Of course, univariate polynomials are another type of univariate function

In [35]:
using Polynomials
p = Polynomial([2, -5, 2], :x)  # :x just gives a symbol for display
@show p
@show p(1.0) # call like a function

plotfunctions(p)  # same generic function
p = Polynomial(2 - 5*x + 2*x^2)
p(1.0) = -1.0
Out[35]:

Similarly, the result of interpolating data is also a function

In [36]:
using Interpolations
x = 0.0:0.2:1.0
f(x) = x^2
f_int = LinearInterpolation(x, f.(x))  # interpolates the coarse grid
@show f_int(1.0)  # call like a function

plotfunctions(f_int)  # same generic function
f_int(1.0) = 1.0
Out[36]:

Note that the same generic plotfunctions could use any variable passed to it that “looks” like a function, i.e., can call f(x).

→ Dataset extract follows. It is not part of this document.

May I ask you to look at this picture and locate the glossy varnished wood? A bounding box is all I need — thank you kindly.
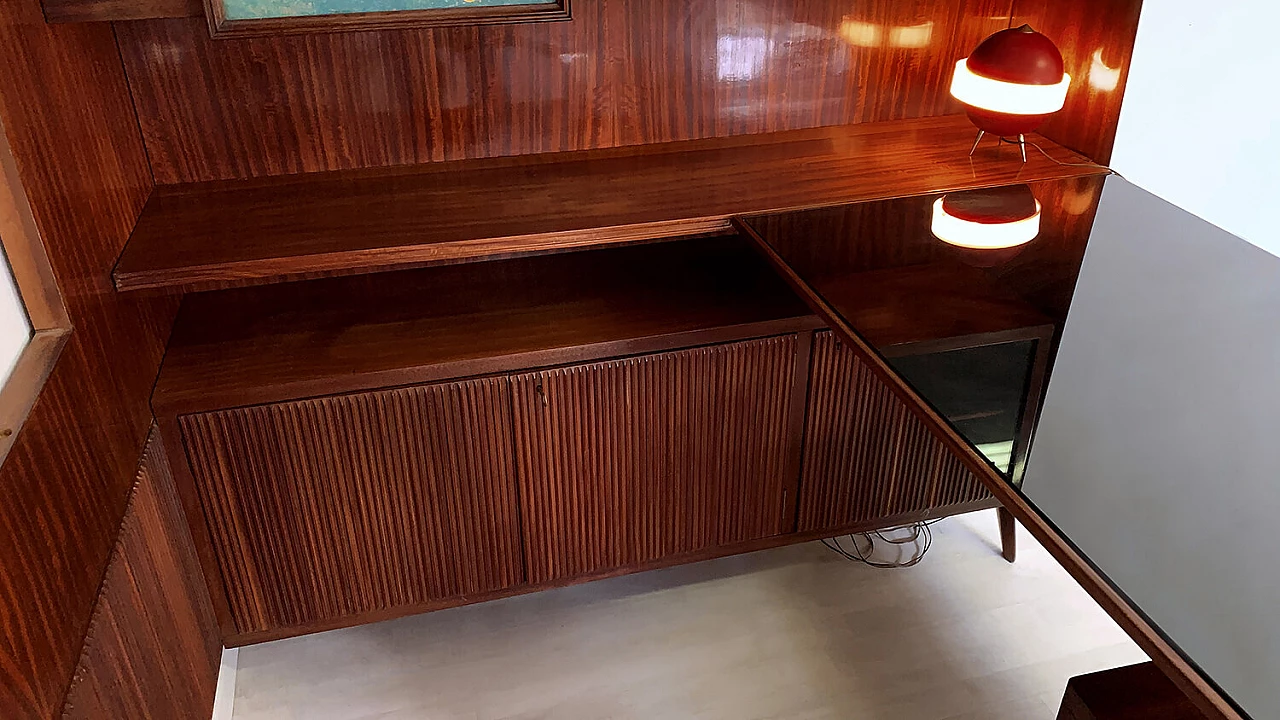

This approach to design with types – generic, but without any specific type declarations – is called duck typing.

If you need to make an existing type callable, see Function Like Objects.

Limitations of Dispatching on Abstract Types

You will notice that types in Julia represent a tree with Any at the root.

The tree structure has worked well for the above examples, but it doesn’t allow us to associate multiple categorizations of types.

For example, a semi-group type would be useful for a writing generic code (e.g. continuous-time solutions for ODEs and matrix-free methods), but cannot be implemented rigorously since the Matrix type is a semi-group as well as an AbstractArray, but not all semi-groups are AbstractArray s.

The main way to implement this in a generic language is with a design approach called “traits”.

Exercises

Exercise 1a

In a previous exercise, we discussed the trapezoidal rule for numerical integration.

To summarize, the vector

$$ \int_{\underline{x}}^{\bar{x}} f(x) \, dx \approx \omega \cdot \vec{f} $$

where $ \vec{f} \equiv \begin{bmatrix} f(x_1) & \ldots & f(x_N) \end{bmatrix}\in R^N $ and, for a uniform grid spacing of $ \Delta $,

$$ \omega \equiv \Delta \begin{bmatrix} \frac{1}{2} & 1 & \ldots & 1 & \frac{1}{2}\end{bmatrix} \in R^N $$

The quadrature rule can be implemented easily as

In [37]:
using LinearAlgebra
function trap_weights(x)
    return step(x) * [0.5; ones(length(x) - 2); 0.5]
end
x = range(0.0, 1.0, length = 100)
ω = trap_weights(x)
f(x) = x^2
dot(f.(x), ω)
Out[37]:
0.3333503384008434

However, in this case the creation of the ω temporary is inefficient as there are no reasons to allocate an entire vector just to iterate through it with the dot. Instead, create an iterable by following the interface definition for Iteration, and implement the modified trap_weights and integration.

Hint: create a type such as

In [38]:
struct UniformTrapezoidal
    count::Int
    Δ::Float64
end

and then implement the function Base.iterate(S::UniformTrapezoidal, state=1).

Exercise 1b (Advanced)

Make the UniformTrapezoidal type operate as an array with interface definition for AbstractArray. With this, you should be able it go ω[2] or length(ω) to access the quadrature weights.

Exercise 2 (Advanced)

Implement the same features as Exercise 1a and 1b, but for the non-uniform trapezoidal rule.